人間と魔族の子供が手をつないで歌う、平和の歌。
『みんな違って、みんないい』
『お腹が空けば、みんな同じ』
『美味しいご飯で、みんな笑顔』
『平和な世界を、みんなで作ろう』
大人たちも涙を流しながら聞いている。
俺も感動で声が出なかった。
『(これだ。これが俺の求めていた世界だ)』
『(料理の力で、みんなが幸せになれる世界)』
夜になって、食事会はお開きとなった。
でも誰も帰ろうとしない。
名残惜しそうに、いつまでも語り合っている。
「明日も一緒に食事しましょう」
「ぜひ!楽しみにしています」
「今度は私の家にも遊びに来てください」
「喜んで!」
魔王が俺のところにやってきた。
「栄養キッチンカー君、今日という日を忘れることはないだろう」
「君の料理が、真の平和をもたらした」
『みんなの心が一つになった瞬間でしたね』
「そうだ。
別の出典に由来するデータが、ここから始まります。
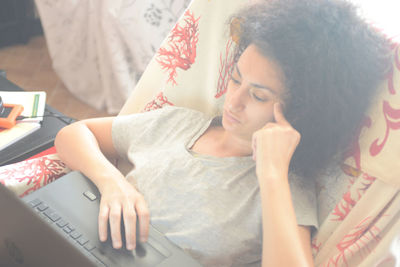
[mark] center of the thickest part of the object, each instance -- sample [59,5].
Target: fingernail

これこそが本当の平和だ」
魔王が感慨深げに言う。
「条約書に書かれた平和ではなく、心から生まれた平和だ」
『食事の力って、本当にすごいですね』
「君が教えてくれたことだ」
その時、ミラたちも駆け寄ってきた。
「栄養キッチンカーさん、今日は最高の一日でした」
「私、一生忘れません」
「俺も感動した」
ガルドも興奮している。
「みんなが笑顔で食事してる姿、最高だったな」
「これからもずっと、こんな平和が続けばいいですわ」
エリーも嬉しそうだ。
「師匠のおかげで、歴史的瞬間に立ち会えました」
アルフレッドも感謝している。
『みんな、ありがとう』
俺は仲間たちを見回した。
『今日の平和な食卓は、みんなで作り上げたものです』
『これからも、こんな温かい食事を続けていきましょう』
星空の下、人間と魔族が一緒に後片付けをしている光景を見ながら、俺は思った。
『(料理人として、これ以上の幸せはない)』
『(みんなの笑顔が、俺の最高の報酬だ)』
明日からはいよいよ魔族領での本格的な復興作業が始まる。
でも今日の食事会で生まれた絆があれば、きっとうまくいく。
平和の食卓で結ばれた友情は、どんな困難も乗り越えられるから。